The attack was far from a surprise for the Southern District Police who has been anticipating just this scenario.
By REBECCA ANNA STOIL
The terror attack in Dimona Monday morning caught Southern District Chief Cmdr. Uri Bar-Lev in Jerusalem, together with the rest of the senior staff of the Israel Police, at their weekly meeting.
Nevertheless, the attack was far from a surprise for the Southern District Police, who had anticipated just this scenario ever since Gaza residents - including a number of terrorists - had begun streaming across the Rafah border.
Although security forces said they did not have any specific information on the attempt to launch a terror attack against Dimona Monday, Southern District Police had already been on high alert the previous week due to the open crossing in Rafah - a status that will be maintained in the days following the Dimona attack.
"Our working assumption is that an additional attack is likely," Bar-Lev said Monday, hours after the bombing. "With the general situation Israel is in, the next terror attack is always just a question of time."
Following the morning bombing at the Dimona shopping center, Israel Police stationed police cars and set up temporary checkpoints at the entrances to Negev-area communities.
The Negev Subdistrict has been on alert for the past two weeks, out of concern that the region's towns posed attractive targets for terrorists from Gaza.

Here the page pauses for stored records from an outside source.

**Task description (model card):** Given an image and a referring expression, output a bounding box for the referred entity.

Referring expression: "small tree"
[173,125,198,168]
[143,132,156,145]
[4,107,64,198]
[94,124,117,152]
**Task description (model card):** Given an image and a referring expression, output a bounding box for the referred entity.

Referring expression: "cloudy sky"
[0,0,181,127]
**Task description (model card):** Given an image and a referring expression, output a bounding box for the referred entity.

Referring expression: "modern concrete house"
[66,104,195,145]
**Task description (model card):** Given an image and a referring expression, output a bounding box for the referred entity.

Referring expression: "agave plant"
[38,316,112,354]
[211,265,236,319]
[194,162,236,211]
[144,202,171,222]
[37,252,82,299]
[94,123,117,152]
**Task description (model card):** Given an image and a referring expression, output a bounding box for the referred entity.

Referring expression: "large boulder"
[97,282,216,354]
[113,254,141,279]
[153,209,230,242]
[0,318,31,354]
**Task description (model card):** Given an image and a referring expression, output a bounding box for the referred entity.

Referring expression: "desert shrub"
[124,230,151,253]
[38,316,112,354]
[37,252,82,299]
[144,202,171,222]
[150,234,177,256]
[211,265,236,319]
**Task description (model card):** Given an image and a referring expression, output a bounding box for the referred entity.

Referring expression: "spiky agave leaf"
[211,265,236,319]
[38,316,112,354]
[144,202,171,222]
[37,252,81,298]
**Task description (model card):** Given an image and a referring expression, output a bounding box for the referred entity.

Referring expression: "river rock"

In addition, the district is also an attractive target for terrorists originating in the West Bank, as it is home to the final 30-km. area that boasts no security fence that keep terrorists from the southern Hebron Hills from entering the area.
As a result, police presence was already heightened in the area's towns, with two companies of Border Police redeployed to Eilat, believed to be a particularly ripe target for a would-be terrorist.
Thousands of police officers, police volunteers, and even special units such as the Yamam and the Yasam were redirected to the district, some of them working undercover to gather intelligence.
Although Dimona was a relatively unlikely target, located some 60 kilometers across the desert from the Egyptian border, Bar-Lev noted that police nevertheless responded quickly to the bombing, and in doing so "prevented a far greater attack."
The members of the special unit that responded to the initial attack, and whose commander killed the second terrorist, had already completed a difficult mission in the Dimona area earlier that morning, arresting two drug traffickers and confiscating illegal weapons.